The farmers’ ownership stake was a first in Fairtrade chocolate; it means Kuapa Kokoo has a meaningful input into decisions about how Divine is produced and sold. Two representatives from Kuapa Kokoo are directors on the company’s board and a quarter of the board meetings are held in Ghana.

In 2006 The Body Shop decided to donate its shares in the company to Kuapa Kokoo members and in 2015 Divine merged its UK and USA businesses. As a result, the farmers’ co-operative is now the largest shareholder in a much bigger company, with a 44% stake in a profitable business with a £12m turnover.

TOUGH COMPETITION

In a ferociously competitive chocolate market worth almost £4bn in the UK alone, being the new bar on the block can be a daunting prospect. There are hundreds of chocolate brands available in the UK, and the biggest companies spend up to 10% of their profit margins – tens of millions of pounds – in their fight to retain their brands’ positions in the Chocolate Top Ten.

But these challenges bring potential for huge success.The UK has one of the highest per capita levels of chocolate consumption in the world; capturing even a small portion of this market would allow Divine to deliver real benefits to cocoa farmers.

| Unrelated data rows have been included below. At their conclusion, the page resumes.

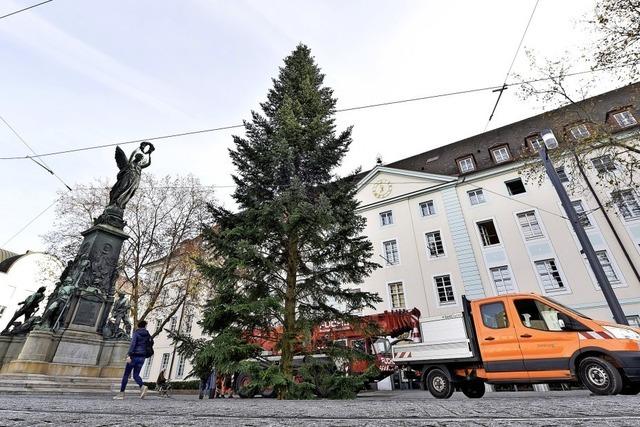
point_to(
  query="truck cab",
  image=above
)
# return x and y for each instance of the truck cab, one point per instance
(525, 338)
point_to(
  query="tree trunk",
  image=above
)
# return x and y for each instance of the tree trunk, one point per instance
(289, 327)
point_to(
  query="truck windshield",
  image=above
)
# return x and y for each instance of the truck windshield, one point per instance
(577, 313)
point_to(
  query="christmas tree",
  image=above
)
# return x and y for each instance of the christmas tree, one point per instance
(284, 258)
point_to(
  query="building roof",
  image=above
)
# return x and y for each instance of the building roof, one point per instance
(443, 160)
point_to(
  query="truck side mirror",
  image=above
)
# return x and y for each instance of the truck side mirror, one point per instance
(565, 322)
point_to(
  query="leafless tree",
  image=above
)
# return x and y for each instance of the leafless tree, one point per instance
(617, 26)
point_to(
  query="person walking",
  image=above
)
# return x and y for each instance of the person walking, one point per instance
(141, 347)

In the summer of 2007, having paid off original debts and loans, Divine Chocolate’s chairman took great pride in handing over the first dividend cheque to the co-operative.

‘A LOVELY IDEA’

During an interviewed in early 1993, a commercial affairs representative of the Government of Ghana said the goal to create a new chain between farmers and the export market was ‘Just a lovely idea. But it cannot be done.’

Today Kuapa Kokoo proudly produces up to 5% of Ghana’s cocoa – which can be up to 640,000 sacks of cocoa a year. The farmers have grown the co-op’s membership and worked on internal systems to better manage and track it.

The Fairtrade premium has been invested in farming communities and farming skills, and improving standards of living by addressing water, health, education and sanitation issues.

Kuapa Kokoo has also taken a lead on addressing child labour, and is piloting a number of environmental initiatives aimed at improving productivity and adapting to climate change.

The co-operative’s incredible success is the result of a farmer-led response to liberalisation. It goes to show that great – and unexpected – things can be achieved when old systems are given a good shake up.